Publication | Closed Access
Better or Worse? The Effect of Economic Sanctions on Human Rights
351
Citations
48
References
2008
Year
Economic sanctions are theorized to reduce human rights violations if they weaken a regime’s coercive capacity, but may increase violations if they fail to do so and instead heighten economic hardship and political violence. The study investigates whether economic coercion improves or deteriorates government respect for human rights in sanctioned countries. It empirically analyzes cross‑national time‑series data from 1981‑2000 on physical integrity rights to test these competing hypotheses. The results indicate that sanctions generally worsen human rights, with extensive sanctions being more harmful than partial ones, and that multilateral sanctions have a greater negative impact than unilateral sanctions, confirming that sanctions remain counterproductive even when aimed at improving rights.

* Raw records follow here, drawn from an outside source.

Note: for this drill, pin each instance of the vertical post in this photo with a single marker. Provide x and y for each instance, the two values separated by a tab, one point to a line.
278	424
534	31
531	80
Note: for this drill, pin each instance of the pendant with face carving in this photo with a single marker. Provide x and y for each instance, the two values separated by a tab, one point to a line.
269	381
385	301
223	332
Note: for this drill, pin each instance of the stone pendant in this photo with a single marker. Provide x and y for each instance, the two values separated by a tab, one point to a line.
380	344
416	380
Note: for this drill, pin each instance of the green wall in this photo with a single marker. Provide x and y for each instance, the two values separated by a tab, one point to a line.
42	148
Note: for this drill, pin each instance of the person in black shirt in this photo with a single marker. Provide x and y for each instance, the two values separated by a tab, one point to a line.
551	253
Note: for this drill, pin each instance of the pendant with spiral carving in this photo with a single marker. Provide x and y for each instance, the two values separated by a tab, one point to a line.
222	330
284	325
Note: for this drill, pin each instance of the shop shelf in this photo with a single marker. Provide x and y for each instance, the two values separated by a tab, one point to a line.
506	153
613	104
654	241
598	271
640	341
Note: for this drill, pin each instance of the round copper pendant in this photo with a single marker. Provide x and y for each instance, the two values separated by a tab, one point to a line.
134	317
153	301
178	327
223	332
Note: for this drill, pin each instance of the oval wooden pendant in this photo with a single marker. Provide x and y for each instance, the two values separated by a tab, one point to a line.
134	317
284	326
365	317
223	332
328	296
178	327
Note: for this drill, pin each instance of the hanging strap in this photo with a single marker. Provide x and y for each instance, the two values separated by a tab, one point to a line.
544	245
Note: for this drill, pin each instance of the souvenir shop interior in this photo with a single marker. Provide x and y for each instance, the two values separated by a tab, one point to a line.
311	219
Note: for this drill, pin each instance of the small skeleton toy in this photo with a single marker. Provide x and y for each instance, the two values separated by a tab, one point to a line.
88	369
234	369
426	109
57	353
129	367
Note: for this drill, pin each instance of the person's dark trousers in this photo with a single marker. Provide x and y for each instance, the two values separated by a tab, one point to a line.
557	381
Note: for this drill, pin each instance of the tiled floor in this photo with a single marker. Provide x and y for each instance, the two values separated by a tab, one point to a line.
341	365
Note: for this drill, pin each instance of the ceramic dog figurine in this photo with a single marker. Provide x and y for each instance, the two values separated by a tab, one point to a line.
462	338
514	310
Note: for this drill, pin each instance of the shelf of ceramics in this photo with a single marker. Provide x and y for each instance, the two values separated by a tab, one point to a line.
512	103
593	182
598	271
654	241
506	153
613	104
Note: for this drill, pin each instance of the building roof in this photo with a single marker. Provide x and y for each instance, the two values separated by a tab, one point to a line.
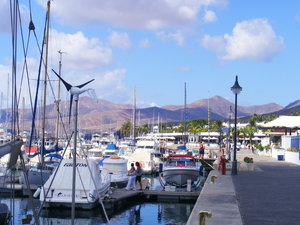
283	122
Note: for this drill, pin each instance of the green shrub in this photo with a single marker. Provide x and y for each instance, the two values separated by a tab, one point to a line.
293	149
248	159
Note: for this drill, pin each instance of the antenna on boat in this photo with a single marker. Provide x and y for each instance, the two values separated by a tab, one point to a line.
75	91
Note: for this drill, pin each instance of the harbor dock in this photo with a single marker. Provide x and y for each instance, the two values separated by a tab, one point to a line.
269	195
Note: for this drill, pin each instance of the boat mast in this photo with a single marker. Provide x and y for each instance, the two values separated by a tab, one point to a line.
23	113
58	99
208	122
184	116
134	115
45	81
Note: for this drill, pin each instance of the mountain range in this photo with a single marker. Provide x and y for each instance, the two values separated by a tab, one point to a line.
104	115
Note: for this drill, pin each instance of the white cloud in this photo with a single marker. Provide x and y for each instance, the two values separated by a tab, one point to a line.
138	14
82	53
252	39
176	36
145	43
209	16
110	85
119	40
5	23
185	69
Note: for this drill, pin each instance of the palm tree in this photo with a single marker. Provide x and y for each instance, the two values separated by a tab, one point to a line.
125	129
219	126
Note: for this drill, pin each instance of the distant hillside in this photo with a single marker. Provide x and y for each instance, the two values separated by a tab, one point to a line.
105	115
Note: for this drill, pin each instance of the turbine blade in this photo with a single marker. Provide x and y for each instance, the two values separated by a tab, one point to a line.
82	85
67	85
71	101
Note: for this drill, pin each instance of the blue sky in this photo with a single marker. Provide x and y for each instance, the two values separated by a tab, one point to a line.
156	46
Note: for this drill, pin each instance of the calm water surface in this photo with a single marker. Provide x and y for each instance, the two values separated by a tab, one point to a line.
137	213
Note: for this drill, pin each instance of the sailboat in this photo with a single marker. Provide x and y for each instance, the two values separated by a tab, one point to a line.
77	182
41	169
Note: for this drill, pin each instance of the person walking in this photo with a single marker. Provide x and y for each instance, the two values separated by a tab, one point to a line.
201	150
131	178
139	173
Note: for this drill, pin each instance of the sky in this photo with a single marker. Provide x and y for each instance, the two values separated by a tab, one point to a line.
157	46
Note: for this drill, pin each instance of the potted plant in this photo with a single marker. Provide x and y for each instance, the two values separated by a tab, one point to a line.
249	163
248	159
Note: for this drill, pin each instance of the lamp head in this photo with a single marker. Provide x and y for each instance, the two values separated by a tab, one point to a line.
236	88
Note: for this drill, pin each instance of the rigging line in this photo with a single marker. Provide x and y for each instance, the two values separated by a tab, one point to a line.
30	10
25	65
55	172
37	89
13	15
94	182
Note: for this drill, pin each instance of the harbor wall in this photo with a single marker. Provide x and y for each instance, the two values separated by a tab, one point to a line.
219	199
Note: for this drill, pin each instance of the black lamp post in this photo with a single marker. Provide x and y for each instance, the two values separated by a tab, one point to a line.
236	89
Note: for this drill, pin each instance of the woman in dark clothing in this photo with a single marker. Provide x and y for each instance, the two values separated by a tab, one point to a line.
139	173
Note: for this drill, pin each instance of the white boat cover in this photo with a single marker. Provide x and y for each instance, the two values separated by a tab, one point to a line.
283	122
86	191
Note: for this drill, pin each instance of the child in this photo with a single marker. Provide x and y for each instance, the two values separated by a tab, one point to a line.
131	179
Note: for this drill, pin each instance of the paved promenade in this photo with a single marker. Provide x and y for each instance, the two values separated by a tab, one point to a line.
270	195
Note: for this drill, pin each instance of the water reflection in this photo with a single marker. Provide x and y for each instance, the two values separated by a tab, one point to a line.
154	213
144	213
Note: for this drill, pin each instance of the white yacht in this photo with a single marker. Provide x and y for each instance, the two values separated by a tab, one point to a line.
150	146
90	186
178	169
116	168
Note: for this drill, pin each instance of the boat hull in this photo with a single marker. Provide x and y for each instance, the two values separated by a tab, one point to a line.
179	176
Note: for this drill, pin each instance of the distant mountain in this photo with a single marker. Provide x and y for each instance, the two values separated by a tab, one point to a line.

Does economic coercion increase or decrease government respect for human rights in countries targeted with economic sanctions? If economic sanctions weaken the target regime's coercive capacity, human rights violations by the government should be less likely. If, on the contrary, sanctions fail to attenuate the coercive capacity of the target elites and create more economic difficulties and political violence among ordinary citizens, the government will likely commit more human rights violations. Focusing on competing views of why sanctions might improve or deteriorate human rights conditions, this article offers an empirical examination of the effect sanctions have on the physical integrity rights of citizens in target countries. Utilizing time-series, cross-national data for the period 1981—2000, the findings suggest that economic sanctions worsen government respect for physical integrity rights, including freedom from disappearances, extra-judicial killings, torture, and political imprisonment. The results also show that extensive sanctions are more detrimental to human rights than partial/selective sanctions. Economic coercion remains a counterproductive policy tool, even when sanctions are specifically imposed with the goal of improving human rights. Finally, multilateral sanctions have a greater overall negative impact on human rights than unilateral sanctions.